This is a good piece and the performance of the ensemble is excellent. I especially love the interplay between the viola & cello, for example the part from around 02:30-03:30 leading up to the cadence is really enjoyable. 

I agree that the isolation of the alto flutist behind the cover does reduce its volume a bit too much. If I had recorded this, I would've put a separate microphone for the flute. In general, when recording chamber ensembles, I tend to use one stereo pair of microphones to record the whole ensemble from distance (like in this recording) and then individual microphones for each instrument, if possible. However, the strings are very nicely audible in this recording.


----------



## Vasks (Dec 9, 2013)

Here's a screen shot of the passage you liked, pkoi. I'm glad you enjoyed the work.


----------



## mikeh375 (Sep 7, 2017)

Hi Vasks,

I enjoyed listening to your development of the maj/min 3rd motif and its 'diminished' feel. The fx writing between 4 and 5 mins was my favourite part, most effective indeed. The guys played well, did they themselves enjoy it? It strikes me as having just the right amount of difficulty and yet simplicity to guarantee a successful performance. The brevity is just about right too imv. My problem is not knowing when to shut up sometimes.


----------



## Vasks (Dec 9, 2013)

Mike, afterwards (online) the viola player commented that she liked the piece. 

One aspect that makes the piece mean more for me is that the hymn was a favorite of my mother. She loved singing that one in church and I can "hear" her voice right now doing so.


----------



## mikeh375 (Sep 7, 2017)

The late Jonathan Harvey talks about association with music from the composer's p.o.v in his book 'Music and Inspiration' (a good read, especially for composers). A memory or circumstance can be imprinted somehow at the time of composing, one that stays with the composer and is recalled on subsequent hearings. I suppose it's not surprising given the turmoil, concentration and emotion involved when actually composing and how that state of mind is encroached upon by life and dish washing. I've found this associative aspect to be true at times as indeed you seem to have, it's probably quite common I should imagine. Listeners too will have associative imprinting particularly with well loved works. 

I chose to not focus on your programme, or let it influence how I listened and still found music. However knowing in advance about the motivic work and actual quotation did aid the initial listen. It also helped to emotionally 'place' the appearance of clear tonality.
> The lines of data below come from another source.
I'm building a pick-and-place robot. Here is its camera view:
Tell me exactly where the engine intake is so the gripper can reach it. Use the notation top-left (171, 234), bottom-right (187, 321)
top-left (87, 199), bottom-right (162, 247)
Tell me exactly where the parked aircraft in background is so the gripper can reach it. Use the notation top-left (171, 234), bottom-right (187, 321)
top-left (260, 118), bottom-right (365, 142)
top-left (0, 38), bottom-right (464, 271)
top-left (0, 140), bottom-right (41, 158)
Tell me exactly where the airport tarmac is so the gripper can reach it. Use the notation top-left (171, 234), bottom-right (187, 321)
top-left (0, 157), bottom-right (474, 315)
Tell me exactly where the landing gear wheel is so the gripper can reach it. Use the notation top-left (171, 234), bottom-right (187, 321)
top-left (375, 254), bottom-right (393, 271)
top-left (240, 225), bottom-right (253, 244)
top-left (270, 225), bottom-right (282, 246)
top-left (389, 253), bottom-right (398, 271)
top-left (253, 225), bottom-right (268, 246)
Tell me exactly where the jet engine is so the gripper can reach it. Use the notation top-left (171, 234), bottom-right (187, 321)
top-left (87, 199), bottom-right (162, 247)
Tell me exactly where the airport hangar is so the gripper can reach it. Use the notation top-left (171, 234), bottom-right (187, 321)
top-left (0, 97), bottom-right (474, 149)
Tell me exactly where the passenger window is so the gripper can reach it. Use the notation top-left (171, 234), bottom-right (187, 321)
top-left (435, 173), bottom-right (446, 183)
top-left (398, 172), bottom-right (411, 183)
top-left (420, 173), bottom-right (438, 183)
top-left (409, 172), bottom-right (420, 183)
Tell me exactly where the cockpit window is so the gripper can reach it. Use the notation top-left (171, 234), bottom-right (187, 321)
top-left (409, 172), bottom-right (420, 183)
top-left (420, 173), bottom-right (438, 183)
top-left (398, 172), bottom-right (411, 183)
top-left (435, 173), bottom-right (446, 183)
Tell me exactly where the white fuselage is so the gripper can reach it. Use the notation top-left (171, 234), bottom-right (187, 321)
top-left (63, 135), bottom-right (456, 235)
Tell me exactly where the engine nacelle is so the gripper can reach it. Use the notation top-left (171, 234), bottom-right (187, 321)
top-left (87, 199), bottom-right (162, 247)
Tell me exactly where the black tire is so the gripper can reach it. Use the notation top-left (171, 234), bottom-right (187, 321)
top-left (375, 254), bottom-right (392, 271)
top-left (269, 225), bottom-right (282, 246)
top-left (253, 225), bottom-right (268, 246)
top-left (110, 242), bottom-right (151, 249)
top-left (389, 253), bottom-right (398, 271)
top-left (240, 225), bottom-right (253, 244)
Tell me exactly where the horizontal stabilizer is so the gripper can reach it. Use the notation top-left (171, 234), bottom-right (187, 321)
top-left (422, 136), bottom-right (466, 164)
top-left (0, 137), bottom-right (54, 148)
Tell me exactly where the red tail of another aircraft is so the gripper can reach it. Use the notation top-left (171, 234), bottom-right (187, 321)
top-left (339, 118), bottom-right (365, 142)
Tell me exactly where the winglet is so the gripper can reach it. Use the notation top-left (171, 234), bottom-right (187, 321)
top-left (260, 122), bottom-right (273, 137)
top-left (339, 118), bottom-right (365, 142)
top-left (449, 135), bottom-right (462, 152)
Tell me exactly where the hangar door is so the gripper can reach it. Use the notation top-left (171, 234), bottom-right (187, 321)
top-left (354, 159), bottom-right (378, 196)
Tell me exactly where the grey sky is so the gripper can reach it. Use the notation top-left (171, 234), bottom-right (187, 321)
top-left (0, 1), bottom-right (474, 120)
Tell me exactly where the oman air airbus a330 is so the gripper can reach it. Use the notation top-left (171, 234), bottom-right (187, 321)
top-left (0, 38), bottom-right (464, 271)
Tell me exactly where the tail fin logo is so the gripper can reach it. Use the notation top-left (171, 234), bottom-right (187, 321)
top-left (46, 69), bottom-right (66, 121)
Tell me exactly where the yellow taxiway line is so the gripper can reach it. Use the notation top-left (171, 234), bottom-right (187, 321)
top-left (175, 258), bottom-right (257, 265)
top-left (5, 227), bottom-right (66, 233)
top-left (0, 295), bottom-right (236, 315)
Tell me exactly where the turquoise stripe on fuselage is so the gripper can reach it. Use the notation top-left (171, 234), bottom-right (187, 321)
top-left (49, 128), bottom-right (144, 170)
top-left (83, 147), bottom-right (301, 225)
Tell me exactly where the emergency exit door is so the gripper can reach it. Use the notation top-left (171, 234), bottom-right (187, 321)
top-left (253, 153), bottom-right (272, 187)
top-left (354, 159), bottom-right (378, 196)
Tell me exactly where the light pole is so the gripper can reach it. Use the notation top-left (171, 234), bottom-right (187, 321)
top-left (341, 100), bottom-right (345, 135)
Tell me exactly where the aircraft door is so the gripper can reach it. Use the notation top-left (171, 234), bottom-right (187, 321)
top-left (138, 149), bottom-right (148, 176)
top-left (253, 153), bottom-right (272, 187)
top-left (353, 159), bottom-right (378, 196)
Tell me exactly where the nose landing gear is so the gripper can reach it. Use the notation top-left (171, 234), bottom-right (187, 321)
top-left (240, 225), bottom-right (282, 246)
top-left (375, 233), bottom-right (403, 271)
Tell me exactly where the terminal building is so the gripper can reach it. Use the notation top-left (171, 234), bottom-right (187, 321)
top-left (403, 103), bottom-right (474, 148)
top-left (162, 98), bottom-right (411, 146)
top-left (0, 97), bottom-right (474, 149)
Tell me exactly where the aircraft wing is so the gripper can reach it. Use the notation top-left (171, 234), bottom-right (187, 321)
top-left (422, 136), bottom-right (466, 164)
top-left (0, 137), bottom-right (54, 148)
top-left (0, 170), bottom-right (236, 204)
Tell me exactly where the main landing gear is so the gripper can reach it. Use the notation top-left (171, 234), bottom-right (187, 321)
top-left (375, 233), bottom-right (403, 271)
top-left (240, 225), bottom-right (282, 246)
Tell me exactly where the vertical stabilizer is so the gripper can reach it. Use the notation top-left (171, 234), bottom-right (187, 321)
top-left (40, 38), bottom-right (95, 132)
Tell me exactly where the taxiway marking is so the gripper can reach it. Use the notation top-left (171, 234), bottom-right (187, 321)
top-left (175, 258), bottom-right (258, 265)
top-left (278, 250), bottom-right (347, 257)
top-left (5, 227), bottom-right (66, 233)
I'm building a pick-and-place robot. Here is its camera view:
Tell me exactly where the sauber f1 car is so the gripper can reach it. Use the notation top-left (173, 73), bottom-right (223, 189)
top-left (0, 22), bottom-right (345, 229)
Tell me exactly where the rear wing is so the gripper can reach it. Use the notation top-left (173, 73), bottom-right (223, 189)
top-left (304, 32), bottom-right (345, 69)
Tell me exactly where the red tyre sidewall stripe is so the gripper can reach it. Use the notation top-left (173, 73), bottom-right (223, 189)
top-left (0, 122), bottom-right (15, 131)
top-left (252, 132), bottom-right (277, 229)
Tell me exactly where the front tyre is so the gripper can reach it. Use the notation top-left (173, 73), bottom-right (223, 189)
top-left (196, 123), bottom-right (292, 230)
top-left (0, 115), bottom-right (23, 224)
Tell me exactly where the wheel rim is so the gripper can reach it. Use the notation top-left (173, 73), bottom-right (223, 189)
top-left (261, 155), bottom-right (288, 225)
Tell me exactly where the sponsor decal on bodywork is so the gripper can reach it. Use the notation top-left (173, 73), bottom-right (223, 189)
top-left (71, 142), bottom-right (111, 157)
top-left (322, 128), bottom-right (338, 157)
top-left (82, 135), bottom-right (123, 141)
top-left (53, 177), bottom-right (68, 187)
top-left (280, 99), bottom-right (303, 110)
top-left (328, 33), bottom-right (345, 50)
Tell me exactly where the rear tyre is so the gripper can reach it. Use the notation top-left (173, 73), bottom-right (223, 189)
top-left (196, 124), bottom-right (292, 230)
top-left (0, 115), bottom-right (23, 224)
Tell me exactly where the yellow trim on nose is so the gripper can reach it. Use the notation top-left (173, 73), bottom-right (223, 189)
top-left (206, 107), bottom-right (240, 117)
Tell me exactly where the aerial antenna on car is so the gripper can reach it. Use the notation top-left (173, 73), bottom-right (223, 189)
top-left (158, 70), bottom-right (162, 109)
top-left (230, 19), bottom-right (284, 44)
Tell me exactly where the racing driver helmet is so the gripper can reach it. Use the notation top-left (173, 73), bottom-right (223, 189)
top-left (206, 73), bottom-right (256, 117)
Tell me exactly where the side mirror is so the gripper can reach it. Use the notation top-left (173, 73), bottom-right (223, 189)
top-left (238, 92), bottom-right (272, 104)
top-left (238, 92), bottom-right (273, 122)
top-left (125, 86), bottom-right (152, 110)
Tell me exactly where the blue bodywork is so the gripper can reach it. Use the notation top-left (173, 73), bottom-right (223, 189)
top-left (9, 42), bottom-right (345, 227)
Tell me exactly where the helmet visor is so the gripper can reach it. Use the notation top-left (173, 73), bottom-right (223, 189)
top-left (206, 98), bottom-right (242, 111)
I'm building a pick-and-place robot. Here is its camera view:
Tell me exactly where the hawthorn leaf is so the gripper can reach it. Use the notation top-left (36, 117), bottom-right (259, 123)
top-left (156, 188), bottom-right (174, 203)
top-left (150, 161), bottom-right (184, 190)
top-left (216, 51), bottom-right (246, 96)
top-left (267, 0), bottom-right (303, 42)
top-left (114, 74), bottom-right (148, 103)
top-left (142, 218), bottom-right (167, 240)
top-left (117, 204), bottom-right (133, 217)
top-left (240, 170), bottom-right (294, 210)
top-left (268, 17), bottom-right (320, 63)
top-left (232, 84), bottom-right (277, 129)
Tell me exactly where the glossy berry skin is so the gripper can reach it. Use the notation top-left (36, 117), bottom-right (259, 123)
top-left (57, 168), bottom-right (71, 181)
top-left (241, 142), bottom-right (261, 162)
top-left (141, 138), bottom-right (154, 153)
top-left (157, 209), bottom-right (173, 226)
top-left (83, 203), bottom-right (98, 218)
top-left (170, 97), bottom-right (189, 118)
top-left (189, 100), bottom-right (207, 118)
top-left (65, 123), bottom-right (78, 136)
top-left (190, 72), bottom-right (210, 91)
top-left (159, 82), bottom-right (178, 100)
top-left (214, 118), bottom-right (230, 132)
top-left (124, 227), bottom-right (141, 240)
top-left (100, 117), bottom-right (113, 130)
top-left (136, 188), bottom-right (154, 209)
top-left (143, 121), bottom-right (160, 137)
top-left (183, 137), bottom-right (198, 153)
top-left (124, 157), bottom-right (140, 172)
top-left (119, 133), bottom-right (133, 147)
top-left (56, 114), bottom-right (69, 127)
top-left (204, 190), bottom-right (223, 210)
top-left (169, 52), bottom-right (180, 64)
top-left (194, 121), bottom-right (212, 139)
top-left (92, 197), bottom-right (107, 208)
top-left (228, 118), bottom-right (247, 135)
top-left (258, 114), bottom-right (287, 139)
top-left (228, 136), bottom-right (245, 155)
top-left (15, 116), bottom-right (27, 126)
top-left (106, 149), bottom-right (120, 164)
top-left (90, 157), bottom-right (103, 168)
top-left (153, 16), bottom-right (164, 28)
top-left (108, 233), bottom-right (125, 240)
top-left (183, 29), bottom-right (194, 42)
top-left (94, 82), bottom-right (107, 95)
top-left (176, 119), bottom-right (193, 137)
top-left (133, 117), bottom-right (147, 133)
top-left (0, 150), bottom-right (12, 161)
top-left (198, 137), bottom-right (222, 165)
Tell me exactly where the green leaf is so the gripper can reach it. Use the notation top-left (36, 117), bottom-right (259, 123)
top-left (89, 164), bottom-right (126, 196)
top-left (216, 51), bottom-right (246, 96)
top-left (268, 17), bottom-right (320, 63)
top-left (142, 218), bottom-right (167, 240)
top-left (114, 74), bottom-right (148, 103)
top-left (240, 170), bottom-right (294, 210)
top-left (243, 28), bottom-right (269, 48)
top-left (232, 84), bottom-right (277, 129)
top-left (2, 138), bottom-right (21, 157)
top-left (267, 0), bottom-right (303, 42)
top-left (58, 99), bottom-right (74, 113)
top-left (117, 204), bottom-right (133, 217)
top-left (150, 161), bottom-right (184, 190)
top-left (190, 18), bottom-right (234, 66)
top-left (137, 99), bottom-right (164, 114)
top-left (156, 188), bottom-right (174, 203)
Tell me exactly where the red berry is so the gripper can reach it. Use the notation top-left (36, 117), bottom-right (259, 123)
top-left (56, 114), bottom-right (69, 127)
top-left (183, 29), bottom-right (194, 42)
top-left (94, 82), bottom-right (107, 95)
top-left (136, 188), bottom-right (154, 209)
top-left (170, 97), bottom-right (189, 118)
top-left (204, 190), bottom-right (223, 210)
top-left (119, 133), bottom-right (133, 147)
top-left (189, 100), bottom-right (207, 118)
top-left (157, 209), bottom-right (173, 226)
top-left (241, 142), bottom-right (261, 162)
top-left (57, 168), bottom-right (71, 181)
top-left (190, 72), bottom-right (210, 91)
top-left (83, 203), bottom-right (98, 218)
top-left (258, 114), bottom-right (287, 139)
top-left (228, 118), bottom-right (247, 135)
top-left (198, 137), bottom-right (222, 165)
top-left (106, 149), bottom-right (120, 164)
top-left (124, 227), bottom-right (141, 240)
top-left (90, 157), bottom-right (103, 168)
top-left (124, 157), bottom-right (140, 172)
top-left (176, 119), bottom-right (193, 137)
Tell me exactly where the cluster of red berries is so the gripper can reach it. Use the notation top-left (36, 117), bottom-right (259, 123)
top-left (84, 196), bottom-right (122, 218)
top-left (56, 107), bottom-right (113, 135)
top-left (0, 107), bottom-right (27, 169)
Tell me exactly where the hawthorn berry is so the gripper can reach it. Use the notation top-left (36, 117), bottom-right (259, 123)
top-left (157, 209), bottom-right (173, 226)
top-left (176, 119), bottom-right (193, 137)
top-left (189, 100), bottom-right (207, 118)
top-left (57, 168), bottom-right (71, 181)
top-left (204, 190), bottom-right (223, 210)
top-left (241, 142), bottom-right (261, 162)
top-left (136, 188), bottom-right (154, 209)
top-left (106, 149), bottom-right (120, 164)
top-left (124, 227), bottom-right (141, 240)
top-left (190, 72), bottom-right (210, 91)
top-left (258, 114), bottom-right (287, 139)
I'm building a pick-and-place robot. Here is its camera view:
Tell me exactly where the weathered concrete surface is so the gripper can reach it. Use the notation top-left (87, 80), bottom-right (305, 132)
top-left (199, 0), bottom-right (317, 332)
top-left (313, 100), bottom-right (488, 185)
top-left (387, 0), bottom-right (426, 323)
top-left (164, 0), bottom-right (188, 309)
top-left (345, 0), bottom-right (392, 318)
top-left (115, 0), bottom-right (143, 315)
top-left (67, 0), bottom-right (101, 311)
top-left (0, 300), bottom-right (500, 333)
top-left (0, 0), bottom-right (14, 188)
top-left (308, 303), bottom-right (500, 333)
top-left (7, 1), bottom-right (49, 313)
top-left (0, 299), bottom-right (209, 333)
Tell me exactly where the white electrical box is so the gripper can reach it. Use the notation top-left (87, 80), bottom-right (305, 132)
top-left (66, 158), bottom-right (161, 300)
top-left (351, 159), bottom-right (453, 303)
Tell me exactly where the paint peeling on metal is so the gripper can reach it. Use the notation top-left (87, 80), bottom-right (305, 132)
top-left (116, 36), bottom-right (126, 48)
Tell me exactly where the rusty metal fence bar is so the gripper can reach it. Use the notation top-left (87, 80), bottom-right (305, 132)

Re the viola players comment, well your signature says it all Vasks, quite right too.......


----------



## Torkelburger (Jan 14, 2014)

Really good. I particularly like the exploration of the registers, specifically the high register in each instrument. People tend to fall head-over-heels for the lowest strings of the viola and cello, and forget how wonderful they both sound in the higher "violin" range. The alto flute, too. The tendency would be to always exploit its low register. But this is professional writing here.


----------